Multiple Comparisons Problem

The multiple comparisons problem is the inflation of false positive rates that occurs when many statistical tests are performed simultaneously without adjusting the significance threshold. If a single test is conducted at the conventional α = 0.05 level, the probability of a false positive is 5%. But if twenty independent tests are conducted, the probability of at least one false positive rises to 64%. In an era of high-dimensional data — genomics, neuroimaging, econometrics — researchers routinely conduct thousands or millions of tests, making uncontrolled multiple comparisons a guarantee of spurious findings.

The problem is not merely technical. It is architectural: modern scientific instruments produce data in dimensions far exceeding the theoretical frameworks that motivated the data collection, and the standard statistical toolkit was designed for single-hypothesis testing. The disconnect between data volume and inferential framework produces a systematic bias toward discovery. Every pixel in an fMRI brain scan, every gene expression level, every variable in a large-N survey is a potential 'finding' if tested independently. The p-hacking phenomenon exploits this architecture by searching across the high-dimensional space until significance is found, then reporting the significant finding as if it were the only test performed.

Classical corrections — Bonferroni, Šidák, false discovery rate control — attempt to restore the familywise error rate or expected proportion of false discoveries. But these corrections are conservative: they reduce power to detect genuine effects and they assume that all tests are independent, which is rarely true in structured biological or social data. The deeper problem is that 'number of tests performed' is often itself undefined in exploratory analyses where the hypothesis space is generated dynamically from the data.
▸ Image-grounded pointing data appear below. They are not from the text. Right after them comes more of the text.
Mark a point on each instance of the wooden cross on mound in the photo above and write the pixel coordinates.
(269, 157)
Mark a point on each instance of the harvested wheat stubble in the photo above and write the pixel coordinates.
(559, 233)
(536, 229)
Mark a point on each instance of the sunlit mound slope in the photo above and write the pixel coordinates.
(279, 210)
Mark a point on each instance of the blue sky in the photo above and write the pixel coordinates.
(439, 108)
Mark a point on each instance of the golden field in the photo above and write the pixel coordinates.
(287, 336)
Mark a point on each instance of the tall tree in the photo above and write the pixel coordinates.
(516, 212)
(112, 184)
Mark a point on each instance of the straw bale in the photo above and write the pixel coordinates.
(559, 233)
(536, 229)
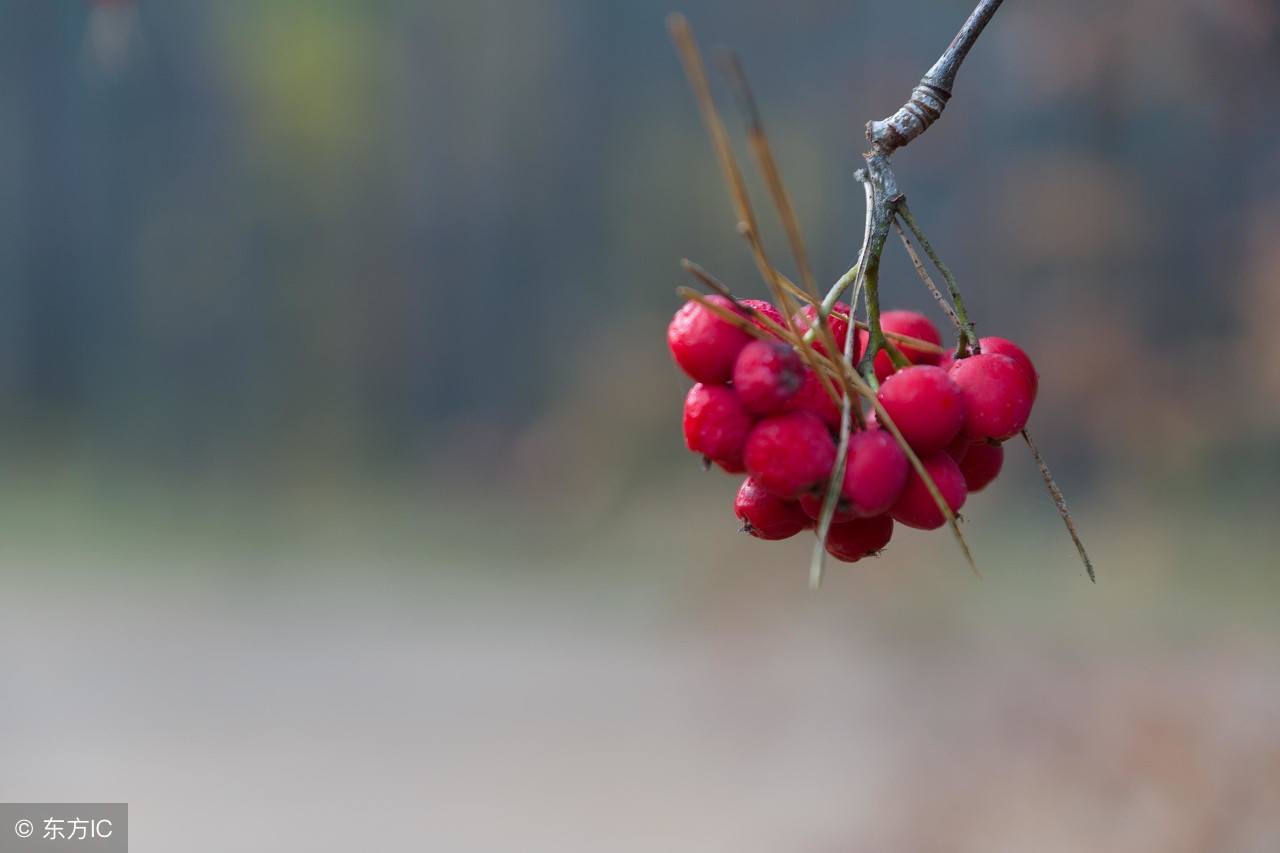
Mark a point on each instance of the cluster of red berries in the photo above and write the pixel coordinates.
(757, 409)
When the analysis plan is not pre-specified, the concept of 'family' of comparisons loses its footing.

The open science emphasis on pre-registration is a structural response: if the analysis plan is locked before data collection, the number of comparisons is fixed and can be corrected. But pre-registration assumes the hypothesis space is enumerable in advance. In genuinely exploratory research — where the goal is to discover which variables matter in a system whose structure is unknown — pre-registration is either impossible or so vague as to be meaningless. The multiple comparisons problem thus exposes a limit of classical frequentist inference: it has no satisfactory account of how to control error rates when the hypothesis space itself is unknown.